Just on a personal level, I'd have a hard time with a DC trying to listen to my heart sounds to differentiate one diagnosis from another or evaluating tissue changes on my Pap since I'm a DES child.

Likewise, there is an interesting thread on the psych forum....a pt newly presented with tardive dyskinesia - past hx - methadone maintenance x 7yr & Hep C. In my small world, I wanted it to be a side effect of long term methadone (which can cause this)...but the MDs presented all sorts of differentials & it ultimately was a lesion in the brain. But this was a psych MD who ordered all the tests & the important part here - was able to evaluate them!!!

Now...how, possibly, could a DC dx this? I've had to order plenty of chemistries on acute pts in my job writing tpn orders, but in a complex pt with changing fluid statuses....even if that pt is home & the fluids shift due to pulmonary, liver or renal influences.....it is not such an easy task to evaluate those tests properly. For myself & my family...I'd want that person to be able to tx as well as evaluate & I'd want plenty of years of experience behind that. I think most interns would say they are scared to death when they begin in July. They know a lot,but they learn so much more after they graduate. How much more exposure do DC's get?

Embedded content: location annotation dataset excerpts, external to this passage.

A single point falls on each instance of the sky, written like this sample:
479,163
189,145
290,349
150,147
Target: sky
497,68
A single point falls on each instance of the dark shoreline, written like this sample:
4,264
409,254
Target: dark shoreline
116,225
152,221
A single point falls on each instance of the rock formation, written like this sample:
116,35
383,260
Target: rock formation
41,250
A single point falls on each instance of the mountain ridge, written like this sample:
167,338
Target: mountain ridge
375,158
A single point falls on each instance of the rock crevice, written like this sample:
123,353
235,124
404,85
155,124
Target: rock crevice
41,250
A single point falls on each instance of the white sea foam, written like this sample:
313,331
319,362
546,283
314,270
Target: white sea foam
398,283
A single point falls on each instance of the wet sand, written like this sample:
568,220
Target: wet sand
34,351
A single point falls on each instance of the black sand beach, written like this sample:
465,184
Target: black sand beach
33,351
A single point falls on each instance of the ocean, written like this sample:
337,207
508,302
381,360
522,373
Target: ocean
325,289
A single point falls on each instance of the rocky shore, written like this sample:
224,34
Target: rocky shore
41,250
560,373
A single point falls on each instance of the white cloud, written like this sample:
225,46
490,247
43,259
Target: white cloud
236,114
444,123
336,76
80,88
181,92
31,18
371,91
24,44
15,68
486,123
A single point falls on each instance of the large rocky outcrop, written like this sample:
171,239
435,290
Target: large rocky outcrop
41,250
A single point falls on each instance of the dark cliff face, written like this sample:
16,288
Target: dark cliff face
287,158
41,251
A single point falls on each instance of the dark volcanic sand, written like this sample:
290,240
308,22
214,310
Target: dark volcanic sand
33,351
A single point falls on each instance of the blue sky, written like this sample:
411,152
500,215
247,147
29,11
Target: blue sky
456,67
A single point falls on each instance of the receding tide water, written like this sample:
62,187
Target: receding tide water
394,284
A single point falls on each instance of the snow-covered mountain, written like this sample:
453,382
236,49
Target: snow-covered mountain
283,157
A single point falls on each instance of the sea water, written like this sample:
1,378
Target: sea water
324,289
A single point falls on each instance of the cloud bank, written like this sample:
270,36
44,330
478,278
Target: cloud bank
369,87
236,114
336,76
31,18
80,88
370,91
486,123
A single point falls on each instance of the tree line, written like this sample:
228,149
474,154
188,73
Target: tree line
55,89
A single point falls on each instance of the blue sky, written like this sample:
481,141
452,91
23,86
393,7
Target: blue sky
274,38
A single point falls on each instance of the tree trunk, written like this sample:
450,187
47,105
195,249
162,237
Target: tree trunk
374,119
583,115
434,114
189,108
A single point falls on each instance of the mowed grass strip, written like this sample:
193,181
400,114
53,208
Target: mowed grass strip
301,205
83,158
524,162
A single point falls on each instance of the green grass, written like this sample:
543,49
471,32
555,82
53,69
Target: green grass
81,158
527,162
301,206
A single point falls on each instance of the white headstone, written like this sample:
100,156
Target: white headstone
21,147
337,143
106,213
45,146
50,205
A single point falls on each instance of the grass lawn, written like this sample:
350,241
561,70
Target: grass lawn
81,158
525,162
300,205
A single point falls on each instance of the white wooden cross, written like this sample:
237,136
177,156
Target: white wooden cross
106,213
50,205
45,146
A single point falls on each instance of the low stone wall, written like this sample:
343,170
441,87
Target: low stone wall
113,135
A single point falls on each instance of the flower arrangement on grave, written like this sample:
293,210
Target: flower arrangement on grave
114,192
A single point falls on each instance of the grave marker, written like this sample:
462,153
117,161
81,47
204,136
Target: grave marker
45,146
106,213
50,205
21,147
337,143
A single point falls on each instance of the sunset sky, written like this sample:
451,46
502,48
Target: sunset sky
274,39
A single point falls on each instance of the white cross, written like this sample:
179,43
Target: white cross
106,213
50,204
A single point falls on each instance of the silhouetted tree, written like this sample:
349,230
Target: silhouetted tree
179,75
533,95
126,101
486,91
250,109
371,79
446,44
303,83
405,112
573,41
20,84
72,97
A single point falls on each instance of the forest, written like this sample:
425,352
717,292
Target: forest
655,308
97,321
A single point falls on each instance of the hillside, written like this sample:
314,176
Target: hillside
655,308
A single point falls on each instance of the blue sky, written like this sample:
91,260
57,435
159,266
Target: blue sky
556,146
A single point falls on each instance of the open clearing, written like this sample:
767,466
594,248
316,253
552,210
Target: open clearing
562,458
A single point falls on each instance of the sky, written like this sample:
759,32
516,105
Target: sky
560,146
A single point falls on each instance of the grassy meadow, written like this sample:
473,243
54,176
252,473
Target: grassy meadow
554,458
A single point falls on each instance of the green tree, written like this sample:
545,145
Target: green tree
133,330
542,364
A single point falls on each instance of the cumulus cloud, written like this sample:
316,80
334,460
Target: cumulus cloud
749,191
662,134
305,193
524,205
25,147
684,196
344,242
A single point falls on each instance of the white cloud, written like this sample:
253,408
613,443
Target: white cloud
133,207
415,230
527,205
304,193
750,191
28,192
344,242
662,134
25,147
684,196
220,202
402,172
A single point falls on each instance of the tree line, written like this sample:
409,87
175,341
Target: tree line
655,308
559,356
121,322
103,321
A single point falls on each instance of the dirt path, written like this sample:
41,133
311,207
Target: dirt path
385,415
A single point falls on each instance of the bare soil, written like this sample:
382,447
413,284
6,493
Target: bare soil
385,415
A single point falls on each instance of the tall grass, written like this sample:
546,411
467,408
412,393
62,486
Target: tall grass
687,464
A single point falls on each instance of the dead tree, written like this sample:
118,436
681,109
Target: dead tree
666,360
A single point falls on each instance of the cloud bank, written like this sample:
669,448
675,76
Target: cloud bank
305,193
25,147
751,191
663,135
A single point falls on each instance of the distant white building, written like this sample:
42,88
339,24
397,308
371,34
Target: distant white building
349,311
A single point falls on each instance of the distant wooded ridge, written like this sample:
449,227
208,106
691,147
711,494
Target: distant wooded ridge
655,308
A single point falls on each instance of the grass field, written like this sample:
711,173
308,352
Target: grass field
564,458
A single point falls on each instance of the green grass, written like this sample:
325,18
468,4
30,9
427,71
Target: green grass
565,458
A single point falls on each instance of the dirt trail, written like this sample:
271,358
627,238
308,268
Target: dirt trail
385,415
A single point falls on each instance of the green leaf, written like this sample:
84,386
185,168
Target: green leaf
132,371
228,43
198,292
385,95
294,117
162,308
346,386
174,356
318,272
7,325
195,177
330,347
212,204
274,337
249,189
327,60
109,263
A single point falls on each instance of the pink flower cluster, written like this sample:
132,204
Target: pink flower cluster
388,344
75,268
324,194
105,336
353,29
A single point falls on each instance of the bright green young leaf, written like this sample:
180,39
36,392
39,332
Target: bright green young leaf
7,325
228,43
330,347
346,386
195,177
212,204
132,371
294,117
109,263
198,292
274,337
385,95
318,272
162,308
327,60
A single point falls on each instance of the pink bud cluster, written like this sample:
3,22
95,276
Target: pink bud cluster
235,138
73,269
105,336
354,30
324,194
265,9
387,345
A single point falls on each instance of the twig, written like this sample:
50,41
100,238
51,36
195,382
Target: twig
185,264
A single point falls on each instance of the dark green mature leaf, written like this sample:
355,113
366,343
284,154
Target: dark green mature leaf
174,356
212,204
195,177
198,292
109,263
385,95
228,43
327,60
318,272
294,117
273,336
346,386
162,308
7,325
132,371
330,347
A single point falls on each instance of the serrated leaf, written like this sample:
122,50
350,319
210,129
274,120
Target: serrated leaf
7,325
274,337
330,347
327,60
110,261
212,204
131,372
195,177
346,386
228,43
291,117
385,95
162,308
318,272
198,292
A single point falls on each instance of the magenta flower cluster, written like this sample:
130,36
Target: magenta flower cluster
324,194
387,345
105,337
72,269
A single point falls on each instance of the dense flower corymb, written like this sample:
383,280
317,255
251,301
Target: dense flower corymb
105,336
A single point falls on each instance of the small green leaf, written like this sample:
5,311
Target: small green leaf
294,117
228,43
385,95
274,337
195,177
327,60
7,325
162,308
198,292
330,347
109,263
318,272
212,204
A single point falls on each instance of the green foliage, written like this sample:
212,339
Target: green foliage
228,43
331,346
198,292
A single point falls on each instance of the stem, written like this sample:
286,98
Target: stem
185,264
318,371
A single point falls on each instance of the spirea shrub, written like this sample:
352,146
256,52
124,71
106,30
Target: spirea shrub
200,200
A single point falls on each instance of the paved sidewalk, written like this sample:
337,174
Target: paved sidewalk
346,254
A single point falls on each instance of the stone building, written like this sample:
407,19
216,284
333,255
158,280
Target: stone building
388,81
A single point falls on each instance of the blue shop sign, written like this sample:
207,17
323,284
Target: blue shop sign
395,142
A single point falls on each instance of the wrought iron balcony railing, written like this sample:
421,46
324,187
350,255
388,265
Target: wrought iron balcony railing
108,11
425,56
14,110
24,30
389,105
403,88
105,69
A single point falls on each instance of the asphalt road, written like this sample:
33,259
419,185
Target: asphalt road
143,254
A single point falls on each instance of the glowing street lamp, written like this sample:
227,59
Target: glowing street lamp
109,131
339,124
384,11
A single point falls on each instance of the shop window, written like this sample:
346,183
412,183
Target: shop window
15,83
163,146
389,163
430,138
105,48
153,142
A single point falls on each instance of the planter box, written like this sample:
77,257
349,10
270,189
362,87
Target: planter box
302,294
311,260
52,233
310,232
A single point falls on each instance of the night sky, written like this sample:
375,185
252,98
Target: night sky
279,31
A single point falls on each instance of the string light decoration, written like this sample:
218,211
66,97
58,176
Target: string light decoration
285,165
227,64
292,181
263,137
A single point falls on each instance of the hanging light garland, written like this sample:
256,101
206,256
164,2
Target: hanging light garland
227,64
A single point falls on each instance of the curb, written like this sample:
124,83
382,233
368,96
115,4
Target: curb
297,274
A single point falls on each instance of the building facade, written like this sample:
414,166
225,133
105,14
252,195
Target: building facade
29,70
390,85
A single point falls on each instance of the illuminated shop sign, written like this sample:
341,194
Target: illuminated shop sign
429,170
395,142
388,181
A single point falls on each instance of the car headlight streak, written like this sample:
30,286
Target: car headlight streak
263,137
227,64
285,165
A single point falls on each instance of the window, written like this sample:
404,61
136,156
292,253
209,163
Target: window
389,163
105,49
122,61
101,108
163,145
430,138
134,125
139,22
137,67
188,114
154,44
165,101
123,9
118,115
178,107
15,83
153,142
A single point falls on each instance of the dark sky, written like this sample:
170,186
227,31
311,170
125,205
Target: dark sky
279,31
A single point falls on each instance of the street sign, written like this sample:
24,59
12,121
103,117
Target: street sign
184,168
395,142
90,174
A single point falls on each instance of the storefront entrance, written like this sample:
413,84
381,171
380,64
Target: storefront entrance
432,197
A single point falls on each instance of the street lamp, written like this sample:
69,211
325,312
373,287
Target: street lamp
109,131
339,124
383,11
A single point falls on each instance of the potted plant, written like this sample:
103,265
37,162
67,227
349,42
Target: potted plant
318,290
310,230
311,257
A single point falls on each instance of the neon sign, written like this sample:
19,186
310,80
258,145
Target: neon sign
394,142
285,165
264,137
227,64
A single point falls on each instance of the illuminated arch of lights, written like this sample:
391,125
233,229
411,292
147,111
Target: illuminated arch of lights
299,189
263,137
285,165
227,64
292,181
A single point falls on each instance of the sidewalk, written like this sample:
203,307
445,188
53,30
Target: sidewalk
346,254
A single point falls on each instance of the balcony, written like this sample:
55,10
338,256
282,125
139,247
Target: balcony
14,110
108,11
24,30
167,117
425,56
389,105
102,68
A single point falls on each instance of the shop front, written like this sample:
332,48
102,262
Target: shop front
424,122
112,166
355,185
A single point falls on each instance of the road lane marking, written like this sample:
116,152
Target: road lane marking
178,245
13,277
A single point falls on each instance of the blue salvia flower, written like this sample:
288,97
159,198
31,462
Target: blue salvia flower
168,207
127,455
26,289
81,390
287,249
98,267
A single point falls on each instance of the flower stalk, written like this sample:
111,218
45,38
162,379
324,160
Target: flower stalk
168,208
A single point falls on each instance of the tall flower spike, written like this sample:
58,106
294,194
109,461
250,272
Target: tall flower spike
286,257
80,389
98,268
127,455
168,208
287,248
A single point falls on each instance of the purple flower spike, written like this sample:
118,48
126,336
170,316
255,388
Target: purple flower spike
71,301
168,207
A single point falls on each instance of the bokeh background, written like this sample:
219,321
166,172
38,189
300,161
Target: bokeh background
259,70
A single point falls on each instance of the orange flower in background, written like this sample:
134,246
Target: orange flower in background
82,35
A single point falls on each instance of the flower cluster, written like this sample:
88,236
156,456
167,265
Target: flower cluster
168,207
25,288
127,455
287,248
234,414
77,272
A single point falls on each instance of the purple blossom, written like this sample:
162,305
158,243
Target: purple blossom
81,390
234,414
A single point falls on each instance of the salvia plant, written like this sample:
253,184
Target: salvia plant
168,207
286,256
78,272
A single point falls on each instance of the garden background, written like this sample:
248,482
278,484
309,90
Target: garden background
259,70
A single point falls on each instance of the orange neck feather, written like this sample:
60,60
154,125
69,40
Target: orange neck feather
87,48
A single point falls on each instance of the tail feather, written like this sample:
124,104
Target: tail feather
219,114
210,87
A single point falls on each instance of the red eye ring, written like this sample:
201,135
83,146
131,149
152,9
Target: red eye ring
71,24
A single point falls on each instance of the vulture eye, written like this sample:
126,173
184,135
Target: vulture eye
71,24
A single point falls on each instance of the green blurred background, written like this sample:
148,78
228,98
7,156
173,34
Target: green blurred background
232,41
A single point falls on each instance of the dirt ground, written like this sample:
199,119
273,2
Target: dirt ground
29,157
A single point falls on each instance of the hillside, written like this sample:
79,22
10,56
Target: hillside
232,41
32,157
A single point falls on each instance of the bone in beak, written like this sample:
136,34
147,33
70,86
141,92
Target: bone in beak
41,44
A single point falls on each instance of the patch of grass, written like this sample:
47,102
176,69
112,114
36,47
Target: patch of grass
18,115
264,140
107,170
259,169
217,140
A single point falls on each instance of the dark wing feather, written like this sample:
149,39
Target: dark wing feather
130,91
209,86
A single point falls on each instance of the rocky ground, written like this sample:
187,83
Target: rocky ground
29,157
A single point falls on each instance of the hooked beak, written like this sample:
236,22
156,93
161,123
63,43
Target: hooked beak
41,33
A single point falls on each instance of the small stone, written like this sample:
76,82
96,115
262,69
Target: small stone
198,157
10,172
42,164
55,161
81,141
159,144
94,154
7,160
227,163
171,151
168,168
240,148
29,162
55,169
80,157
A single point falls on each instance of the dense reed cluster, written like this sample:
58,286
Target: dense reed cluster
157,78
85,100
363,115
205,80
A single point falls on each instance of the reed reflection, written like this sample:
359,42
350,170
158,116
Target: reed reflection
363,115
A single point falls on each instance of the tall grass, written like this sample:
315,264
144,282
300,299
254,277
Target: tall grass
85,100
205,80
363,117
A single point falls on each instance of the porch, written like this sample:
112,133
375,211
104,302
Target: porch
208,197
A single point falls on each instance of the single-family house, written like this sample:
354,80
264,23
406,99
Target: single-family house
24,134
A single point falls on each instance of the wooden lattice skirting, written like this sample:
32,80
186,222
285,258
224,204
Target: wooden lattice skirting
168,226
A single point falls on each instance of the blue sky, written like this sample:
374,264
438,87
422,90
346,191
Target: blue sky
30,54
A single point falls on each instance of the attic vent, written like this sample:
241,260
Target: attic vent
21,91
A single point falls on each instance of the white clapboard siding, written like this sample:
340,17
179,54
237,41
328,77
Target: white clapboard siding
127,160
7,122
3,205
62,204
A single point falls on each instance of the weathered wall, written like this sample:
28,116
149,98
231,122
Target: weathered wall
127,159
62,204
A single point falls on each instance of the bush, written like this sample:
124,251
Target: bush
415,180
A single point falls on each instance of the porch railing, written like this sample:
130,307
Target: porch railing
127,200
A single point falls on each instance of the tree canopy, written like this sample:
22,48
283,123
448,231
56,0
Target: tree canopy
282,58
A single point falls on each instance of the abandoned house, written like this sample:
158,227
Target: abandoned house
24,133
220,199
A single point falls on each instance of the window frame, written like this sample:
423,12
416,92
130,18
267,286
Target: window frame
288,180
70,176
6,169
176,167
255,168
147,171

I don't know...its a personal decision for everyone, obviously. I don't fault those who choose it, but as a pharmacist....I don't encourage the purchase of the supplements which are recommended. For the poster who asked for evidence...there is no supportive well designed double blind studies for some of the claims they make. As for the claim of not believing in immunizations - I'm off to give influenza vaccine & pneumococcal pneumonia vaccine - not believing in that is just crazy. Sorry!

611
11-14-2006, 08:12 AM
I was just pointing out what the particular state law is, not that a DC should practice every aspect of healthcare. My guess is you would not want the family doc reading a pap smear either. A DC needs to utilize diagnostic tools (which includes testing not performed in the office) to know when and when NOT to treat a patient

Dr. Dai Phan
11-14-2006, 08:58 AM
I was just pointing out what the particular state law is, not that a DC should practice every aspect of healthcare. My guess is you would not want the family doc reading a pap smear either. A DC needs to utilize diagnostic tools (which includes testing not performed in the office) to know when and when NOT to treat a patient

I just do not see how a DC can be adequately trained to perform as a primary care physician. I personally would be extremely hesitant to have a DC provide differential diagnosis on me. I really would like to know to what scope can a DC be called a PCP? Can he perform prostate exams or rx birth control pills or treat me for strep throat? How can a person who cannot write medications be allowed to be designated as a PCP? I am not trying to put down DC, it just does not make sense to me. DP

611
11-14-2006, 09:06 AM
Again, it is the state law. You make some valid points. Of course a DC can perform a prostate exam but the better choice would be the MD, better yet the Urologist. As I said before, the DC has to be trained to initially diagnose and recognize conditions that he can and cannot treat.

FoughtFyr
11-14-2006, 09:56 AM
I was just pointing out what the particular state law is, not that a DC should practice every aspect of healthcare. My guess is you would not want the family doc reading a pap smear either. A DC needs to utilize diagnostic tools (which includes testing not performed in the office) to know when and when NOT to treat a patient

There is an old Taoist teaching that states "The eyes can not see what the mind does not know". This is the crux of the problem that most MD/DOs have with DCs in general. Even if we grant that chiropractic college is equivalent to medical school (a supposition I am not willing to concede), any differential diagnosis arrived at by a DC would be at best equal to that of an intern. I wouldn't trust that at all. The other difference is that the intern will "run the case" by a more senior physician. Not only does this protect the patient, but adds to the intern's learning. The findings are then validated, with feedback in place to further facilitate learning. Last night I worked supervising several interns (a common occurrence). A 24 year old female presented with right flank pain, colicky, causing writhing and increased activity. The intern, appropriately, suggested renal colic, caused by a stone. Except that all tests were negative for urolithiasis. So now what? The intern came up with a few alternative diagnoses, and they were good, but he missed the actual diagnosis - in this case a severe pulmonary embolism. Both my attending physician and I independently suggested the correct diagnosis (later confirmed on CT). Why? Because our experience led us to consider subtler signs in the patient's presentation. The three years of residency is only designed to start that learning process. The QI/QA mechanisms in place in modern medical care insure that learning is lifelong.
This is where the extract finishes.